Dash y Alexander eran individuos tan opuestos como sus respectivas elecciones de seudónimos, y sus habilidades también diferían. Dash hacía lo que todos los vendedores, pero mejor. Mantenía la nariz pegada a las pantallas verdes en las cuales aparecía la cotización de los bonos del Estado y buscaba pequeñas discrepancias de precios. Para cualquiera, excepto para un vendedor de bonos nato (existen de verdad), su rutina diaria resultaba mortalmente aburrida. Hay varios cientos de bonos del Estado diferentes y sus plazos de vencimiento van desde unos pocos meses hasta treinta años. Dash sabía cuáles deberían ser sus precios, qué inversiones importantes poseían determinados bonos y quién era débil en el mercado. Si un precio oscilaba en un octavo de un punto, embarcaba a una docena de inversores institucionales en una operación para conseguir ese octavo del uno por ciento. Llamaba a su técnica nips por blips, siendo los blips los numeritos verdes que representaban los precios de los bonos en las pantallas. Nunca supe lo que eran los nips, pero la expresión se convirtió en un juego de palabras puesto que los clientes japoneses de Dash eran cada vez más numerosos. Decenas de miles de millones de dólares en bonos del Estado pasaban por su teléfono cada año, en su ruta desde el gobierno de Estados Unidos a Japón. Dash contribuía con su patriótico granito de arena a la fundación del déficit estadounidense. Salomon se llevaba una pequeña tajada de cada operación. Y Dash esperaba que a final de año le pagaran una pequeña parte de la tajada de Salomon.

Alexander era único, lo más parecido a un adalid de los mercados que he conocido jamás, si es que eso existe. Tenía veintisiete años, dos más que yo, y, cuando yo llegué a Salomon Brothers, él ya llevaba dos años. Había crecido operando con una cartera de valores y títulos. Recuerda haber hecho una buena operación financiera en la Bolsa mientras cursaba séptimo grado. A la edad de diecinueve años, perdió noventa y siete mil dólares en bonos del Tesoro. En otras palabras, no era un muchacho normal. En cuanto aprendió a dirigir sus ganancias y a reducir sus pérdidas, no volvió a mirar atrás. Lo que perdió en bonos del Tesoro, lo recuperó con creces en futuros en oro.

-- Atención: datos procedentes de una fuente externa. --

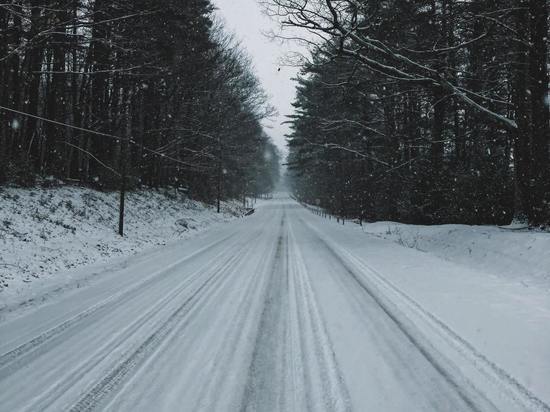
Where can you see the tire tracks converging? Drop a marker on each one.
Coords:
(120, 339)
(387, 296)
(111, 380)
(321, 371)
(293, 366)
(16, 357)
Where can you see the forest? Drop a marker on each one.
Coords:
(144, 92)
(428, 111)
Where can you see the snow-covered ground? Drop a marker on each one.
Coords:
(47, 234)
(283, 311)
(519, 255)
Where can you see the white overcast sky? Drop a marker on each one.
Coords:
(246, 20)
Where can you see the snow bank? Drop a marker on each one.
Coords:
(519, 255)
(47, 231)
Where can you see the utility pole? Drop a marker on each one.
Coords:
(123, 166)
(220, 174)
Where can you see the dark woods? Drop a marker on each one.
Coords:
(423, 111)
(154, 90)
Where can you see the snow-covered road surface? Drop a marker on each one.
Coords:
(267, 314)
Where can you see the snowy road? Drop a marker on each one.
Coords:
(265, 314)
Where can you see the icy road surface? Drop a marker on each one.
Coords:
(271, 313)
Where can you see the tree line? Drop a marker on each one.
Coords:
(149, 92)
(424, 111)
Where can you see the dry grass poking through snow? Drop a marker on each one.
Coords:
(47, 230)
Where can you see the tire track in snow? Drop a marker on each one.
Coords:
(19, 356)
(489, 369)
(119, 340)
(110, 381)
(293, 366)
(372, 283)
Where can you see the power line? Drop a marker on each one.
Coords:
(82, 129)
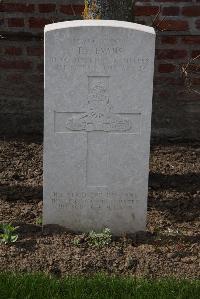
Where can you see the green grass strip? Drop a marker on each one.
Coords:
(40, 286)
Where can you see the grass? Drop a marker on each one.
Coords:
(40, 286)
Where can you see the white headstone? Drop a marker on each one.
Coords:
(98, 101)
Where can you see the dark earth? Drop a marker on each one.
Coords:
(169, 247)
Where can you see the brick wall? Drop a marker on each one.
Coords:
(176, 111)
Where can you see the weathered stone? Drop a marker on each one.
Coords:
(98, 99)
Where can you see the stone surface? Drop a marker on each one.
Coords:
(98, 100)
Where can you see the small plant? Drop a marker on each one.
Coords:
(39, 220)
(76, 241)
(100, 239)
(8, 236)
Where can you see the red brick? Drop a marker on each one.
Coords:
(191, 11)
(171, 54)
(15, 64)
(49, 7)
(35, 51)
(72, 9)
(197, 23)
(40, 67)
(146, 10)
(13, 51)
(173, 25)
(166, 68)
(191, 40)
(195, 53)
(38, 22)
(171, 11)
(15, 22)
(16, 7)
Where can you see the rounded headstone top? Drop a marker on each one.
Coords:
(99, 23)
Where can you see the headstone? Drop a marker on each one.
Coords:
(97, 110)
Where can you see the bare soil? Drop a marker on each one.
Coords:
(169, 247)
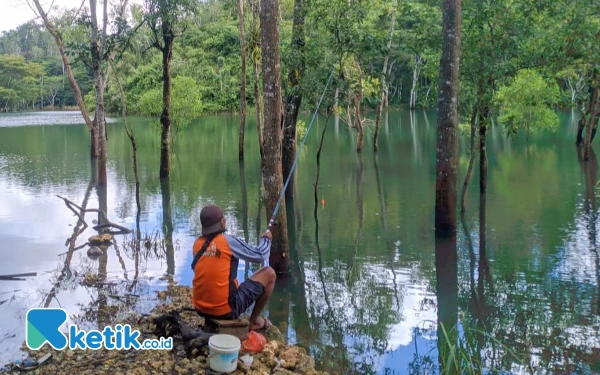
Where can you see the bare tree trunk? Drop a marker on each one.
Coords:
(67, 68)
(592, 116)
(383, 90)
(256, 52)
(132, 140)
(471, 158)
(165, 117)
(416, 74)
(447, 141)
(97, 53)
(243, 80)
(271, 166)
(446, 271)
(358, 123)
(294, 97)
(483, 122)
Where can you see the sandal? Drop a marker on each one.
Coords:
(266, 325)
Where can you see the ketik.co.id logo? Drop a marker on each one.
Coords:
(43, 326)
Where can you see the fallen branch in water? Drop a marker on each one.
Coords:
(17, 277)
(171, 324)
(81, 215)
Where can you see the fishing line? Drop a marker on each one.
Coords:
(287, 181)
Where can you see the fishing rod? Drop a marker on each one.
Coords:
(287, 181)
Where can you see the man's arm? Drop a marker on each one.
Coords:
(247, 252)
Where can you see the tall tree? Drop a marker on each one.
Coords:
(165, 18)
(294, 96)
(447, 141)
(243, 79)
(271, 160)
(384, 89)
(69, 71)
(255, 53)
(98, 51)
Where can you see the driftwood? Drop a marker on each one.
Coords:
(171, 325)
(81, 215)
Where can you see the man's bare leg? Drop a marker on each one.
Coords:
(266, 276)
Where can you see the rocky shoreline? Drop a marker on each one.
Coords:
(276, 358)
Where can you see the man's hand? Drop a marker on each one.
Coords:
(268, 234)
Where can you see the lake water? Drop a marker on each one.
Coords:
(362, 296)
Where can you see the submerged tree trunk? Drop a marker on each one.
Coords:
(447, 141)
(256, 58)
(243, 80)
(67, 68)
(446, 270)
(416, 74)
(471, 159)
(358, 123)
(383, 90)
(129, 133)
(592, 116)
(165, 117)
(97, 53)
(271, 166)
(294, 97)
(483, 123)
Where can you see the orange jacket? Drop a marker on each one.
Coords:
(215, 274)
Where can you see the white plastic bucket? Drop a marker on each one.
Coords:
(223, 352)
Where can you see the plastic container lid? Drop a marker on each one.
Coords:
(224, 342)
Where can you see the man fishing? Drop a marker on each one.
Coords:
(216, 292)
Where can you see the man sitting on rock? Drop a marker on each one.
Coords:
(216, 292)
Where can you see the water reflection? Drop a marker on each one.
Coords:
(446, 266)
(167, 224)
(365, 295)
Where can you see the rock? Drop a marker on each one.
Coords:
(162, 295)
(94, 252)
(291, 356)
(271, 349)
(276, 358)
(273, 333)
(247, 360)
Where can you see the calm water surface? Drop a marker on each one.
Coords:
(362, 296)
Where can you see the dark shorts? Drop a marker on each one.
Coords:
(248, 292)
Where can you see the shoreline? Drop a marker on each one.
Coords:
(277, 357)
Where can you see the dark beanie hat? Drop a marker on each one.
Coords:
(210, 218)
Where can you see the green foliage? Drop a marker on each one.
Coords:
(186, 103)
(527, 103)
(460, 352)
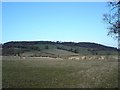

Alexander sabía cómo explotar el mercado financiero mundial. Aún más: como vendedor sabía aparentar que sabía cómo explotar el mercado financiero mundial, producía el mismo efecto en otros hombres de nuestro pequeño mundo que las sirenas en los marineros. Al cabo de unos meses de trasladarse de Londres al piso cuarenta y uno de Nueva York, fue descubierto por un puñado de directores ansiosos por saber qué podían hacer con su propio dinero. Cabría suponer que ellos ya sabrían tomar sus propias decisiones en cuanto a inversiones, pero no era así. Cada día pedían consejo a Alexander. Sin embargo, para obtenerlo tenían que hacer cola detrás de los clientes de Alexander y de mí. Alexander era un vendedor, pero como los mejores vendedores, tenía el instinto de un operador. Prácticamente era un operador. Sus clientes (y sus superiores) se limitaban a cumplir al pie de la letra lo que él les decía.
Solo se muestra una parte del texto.